Não abundam empregos. Nem há mercado de arrendamento. O filho de Maria Amélia mora num apartamento que pertence à Rádio. Arruma-se com a família. Ficam três num espaço pensado apenas para um. “Está num cubículo. Precisa de uma casita com um quarto para eles e um quarto para a menina”, explica a mãe.

Tantas casas vazias por essas ruas acima. Enchem-se apenas em tempo de ócio. Os donos moram longe. Com o avançar do turismo, o preço das ruínas subiu. “Tentámos comprar uma cá em cima. Pediam aos 80 mil euros. Casas a cair, 40 mil euros. Pequeninas, onde apenas se pode fazer uma sala e uma cozinha e um quarto ou dois e uma casa de banho”, continua Maria Amélia. Procuraram no sopé da aldeia. Encontraram uma casa para arrendar. O dono pede 200 euros por mês. Parece-lhes demasiado, pelo menos enquanto a nora de Maria Amélia não arranjar emprego.
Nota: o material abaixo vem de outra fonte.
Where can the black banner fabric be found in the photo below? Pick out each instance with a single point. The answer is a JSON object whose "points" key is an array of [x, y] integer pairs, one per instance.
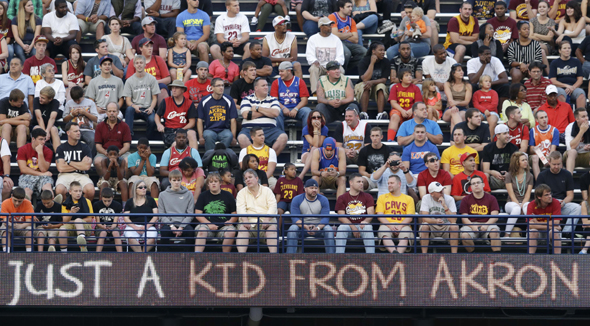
{"points": [[297, 280]]}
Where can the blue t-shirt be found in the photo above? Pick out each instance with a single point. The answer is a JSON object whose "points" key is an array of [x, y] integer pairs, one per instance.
{"points": [[134, 159], [217, 114], [305, 131], [407, 128], [566, 72], [193, 23], [415, 155]]}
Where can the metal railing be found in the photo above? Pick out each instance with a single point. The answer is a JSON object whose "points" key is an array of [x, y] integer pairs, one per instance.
{"points": [[271, 233]]}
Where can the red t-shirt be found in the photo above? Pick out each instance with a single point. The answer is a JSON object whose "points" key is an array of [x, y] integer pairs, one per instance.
{"points": [[552, 209], [486, 101], [156, 67], [483, 206], [28, 154], [462, 184], [405, 96], [32, 67], [354, 207], [195, 91], [288, 189]]}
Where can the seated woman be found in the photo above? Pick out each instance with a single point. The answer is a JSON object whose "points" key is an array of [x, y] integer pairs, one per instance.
{"points": [[459, 94], [314, 133], [250, 161], [141, 228]]}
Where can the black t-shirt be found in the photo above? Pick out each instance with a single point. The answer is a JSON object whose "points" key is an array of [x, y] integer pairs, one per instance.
{"points": [[559, 183], [114, 208], [372, 158], [381, 69], [71, 153], [481, 135], [240, 89], [46, 110], [239, 175], [146, 208], [222, 203], [50, 219], [499, 158], [12, 111]]}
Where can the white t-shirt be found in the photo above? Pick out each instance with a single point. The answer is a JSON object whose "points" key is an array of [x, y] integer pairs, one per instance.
{"points": [[60, 27], [438, 72], [232, 27], [493, 69], [166, 6]]}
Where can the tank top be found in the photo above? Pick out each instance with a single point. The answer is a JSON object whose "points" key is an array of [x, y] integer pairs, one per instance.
{"points": [[280, 50], [328, 163]]}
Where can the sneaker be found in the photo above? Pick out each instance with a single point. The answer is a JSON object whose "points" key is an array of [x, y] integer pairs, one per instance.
{"points": [[82, 243], [383, 116], [385, 27]]}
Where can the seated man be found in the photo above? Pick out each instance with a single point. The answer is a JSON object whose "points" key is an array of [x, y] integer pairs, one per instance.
{"points": [[15, 118], [328, 166], [215, 201], [312, 205], [261, 110], [544, 207], [176, 200], [479, 203], [77, 226], [352, 206], [399, 208], [33, 161], [435, 203]]}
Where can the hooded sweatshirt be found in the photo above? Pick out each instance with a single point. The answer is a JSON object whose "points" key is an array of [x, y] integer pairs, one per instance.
{"points": [[176, 202]]}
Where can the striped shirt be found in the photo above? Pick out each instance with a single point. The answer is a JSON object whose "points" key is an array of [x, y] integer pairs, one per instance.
{"points": [[526, 54], [251, 101]]}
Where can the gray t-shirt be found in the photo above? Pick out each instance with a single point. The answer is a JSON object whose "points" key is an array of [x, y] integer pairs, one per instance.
{"points": [[141, 89], [104, 91], [85, 104]]}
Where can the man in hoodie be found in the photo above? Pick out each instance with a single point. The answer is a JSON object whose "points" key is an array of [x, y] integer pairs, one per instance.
{"points": [[176, 199]]}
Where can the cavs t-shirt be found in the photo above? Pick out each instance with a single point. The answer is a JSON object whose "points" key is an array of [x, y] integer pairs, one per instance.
{"points": [[389, 204]]}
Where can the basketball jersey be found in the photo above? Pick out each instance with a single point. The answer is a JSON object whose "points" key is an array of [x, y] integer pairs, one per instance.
{"points": [[543, 139], [328, 163], [263, 156], [334, 91], [280, 50], [464, 29], [289, 95], [354, 139]]}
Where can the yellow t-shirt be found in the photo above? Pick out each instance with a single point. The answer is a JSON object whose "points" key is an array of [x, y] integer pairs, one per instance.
{"points": [[388, 204], [452, 156]]}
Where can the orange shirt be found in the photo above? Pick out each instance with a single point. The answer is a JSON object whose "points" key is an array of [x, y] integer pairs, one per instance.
{"points": [[8, 208]]}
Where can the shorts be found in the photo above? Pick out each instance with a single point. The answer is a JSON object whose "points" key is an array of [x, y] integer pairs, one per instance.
{"points": [[406, 232], [34, 182], [220, 233], [65, 179], [359, 90], [148, 180], [71, 228], [479, 235]]}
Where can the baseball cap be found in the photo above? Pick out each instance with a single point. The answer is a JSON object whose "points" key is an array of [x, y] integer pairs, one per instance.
{"points": [[467, 155], [501, 128], [435, 187], [285, 65], [148, 20], [551, 89], [324, 21], [311, 183], [144, 41]]}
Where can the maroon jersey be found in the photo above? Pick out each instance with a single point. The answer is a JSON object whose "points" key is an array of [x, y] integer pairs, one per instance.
{"points": [[288, 189]]}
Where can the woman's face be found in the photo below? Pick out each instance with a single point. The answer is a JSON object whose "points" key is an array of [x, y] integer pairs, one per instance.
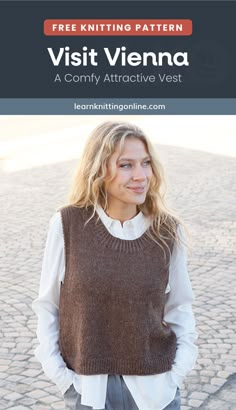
{"points": [[133, 173]]}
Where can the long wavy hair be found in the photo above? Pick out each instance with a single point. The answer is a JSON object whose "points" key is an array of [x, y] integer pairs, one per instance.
{"points": [[88, 187]]}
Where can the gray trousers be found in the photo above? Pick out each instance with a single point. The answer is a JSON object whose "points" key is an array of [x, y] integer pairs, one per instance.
{"points": [[118, 397]]}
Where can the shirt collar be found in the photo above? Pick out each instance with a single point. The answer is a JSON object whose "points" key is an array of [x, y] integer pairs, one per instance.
{"points": [[108, 221]]}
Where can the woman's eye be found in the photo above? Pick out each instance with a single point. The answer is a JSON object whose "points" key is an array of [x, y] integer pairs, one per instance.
{"points": [[146, 163]]}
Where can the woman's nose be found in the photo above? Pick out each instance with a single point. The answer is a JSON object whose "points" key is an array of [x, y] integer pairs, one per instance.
{"points": [[139, 174]]}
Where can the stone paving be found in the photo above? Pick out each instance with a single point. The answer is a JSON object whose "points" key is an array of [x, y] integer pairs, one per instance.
{"points": [[203, 192]]}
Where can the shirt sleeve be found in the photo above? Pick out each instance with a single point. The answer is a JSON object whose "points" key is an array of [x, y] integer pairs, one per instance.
{"points": [[179, 315], [46, 307]]}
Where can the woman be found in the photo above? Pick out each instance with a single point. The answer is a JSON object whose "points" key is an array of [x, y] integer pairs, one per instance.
{"points": [[115, 323]]}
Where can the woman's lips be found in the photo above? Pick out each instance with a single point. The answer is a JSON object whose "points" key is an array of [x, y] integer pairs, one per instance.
{"points": [[138, 190]]}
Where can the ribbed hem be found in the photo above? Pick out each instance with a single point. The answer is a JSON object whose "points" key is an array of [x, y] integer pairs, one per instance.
{"points": [[125, 367]]}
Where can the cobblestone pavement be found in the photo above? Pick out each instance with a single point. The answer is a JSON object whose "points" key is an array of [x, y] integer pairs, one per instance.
{"points": [[203, 191]]}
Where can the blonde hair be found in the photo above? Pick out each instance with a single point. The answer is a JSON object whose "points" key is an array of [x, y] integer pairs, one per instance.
{"points": [[88, 188]]}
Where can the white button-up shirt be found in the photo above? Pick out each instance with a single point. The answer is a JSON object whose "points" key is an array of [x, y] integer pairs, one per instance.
{"points": [[151, 392]]}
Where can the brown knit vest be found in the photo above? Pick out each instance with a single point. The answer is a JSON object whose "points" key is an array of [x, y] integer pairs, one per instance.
{"points": [[112, 301]]}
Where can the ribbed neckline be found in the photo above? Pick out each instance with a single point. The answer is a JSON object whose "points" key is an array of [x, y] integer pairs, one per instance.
{"points": [[106, 239]]}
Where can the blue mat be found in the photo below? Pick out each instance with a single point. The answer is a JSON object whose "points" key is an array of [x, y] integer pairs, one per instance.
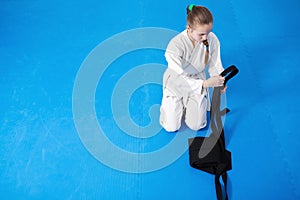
{"points": [[80, 91]]}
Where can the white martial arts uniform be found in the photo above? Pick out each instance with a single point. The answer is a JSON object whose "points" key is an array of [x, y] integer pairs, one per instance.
{"points": [[182, 81]]}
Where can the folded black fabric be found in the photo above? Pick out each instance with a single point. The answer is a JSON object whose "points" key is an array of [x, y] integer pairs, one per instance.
{"points": [[209, 154]]}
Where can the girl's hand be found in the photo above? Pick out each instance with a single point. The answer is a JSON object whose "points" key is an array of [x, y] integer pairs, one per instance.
{"points": [[223, 90]]}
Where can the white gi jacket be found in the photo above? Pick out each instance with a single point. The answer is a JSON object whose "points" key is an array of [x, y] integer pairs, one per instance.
{"points": [[186, 67]]}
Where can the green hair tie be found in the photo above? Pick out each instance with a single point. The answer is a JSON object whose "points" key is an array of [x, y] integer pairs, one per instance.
{"points": [[191, 7]]}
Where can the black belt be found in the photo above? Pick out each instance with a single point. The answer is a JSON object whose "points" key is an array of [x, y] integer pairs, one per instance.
{"points": [[209, 153]]}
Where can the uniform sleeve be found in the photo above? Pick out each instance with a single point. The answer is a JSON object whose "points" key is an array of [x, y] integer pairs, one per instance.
{"points": [[215, 66], [176, 63]]}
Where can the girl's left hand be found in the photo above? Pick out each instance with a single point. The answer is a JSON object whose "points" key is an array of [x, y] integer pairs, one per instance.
{"points": [[223, 90]]}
O irmão de Maria Amélia, Raul, andou por fora uns anos e voltou. “Eu por vezes penso assim: sou maluco – ou fui maluco. Voltei para cá porque gosto da minha terra. Sentia-me aqui bem. Ainda sinto. Ares muito bons. Tudo muito bom”, diz ele. “O médico vem aí duas vezes por semana. Isto já é um contra. Durante o ano, tenho três ou quatro consultas no Hospital de Castelo Branco. Houve tempos em que havia uns comércios aí. Tudo acabou. Há transportes de borla para ir às compras a Idanha ou a Castelo Branco. Lá em baixo ainda há duas lojas mas para fazer compras em condições tem de ser em Castelo Branco ou em Idanha.”

O homem, que se entretém a esculpir pedra, bem vê gente nova a chegar. Alguns desistem, voltam para o sítio de onde vieram. Outros resistem. “Vamos lá a ver para que é que isso dá. Estes problemas já há muito tempo que estão a andar. Pode ser que a partir daqui mude... não sei.”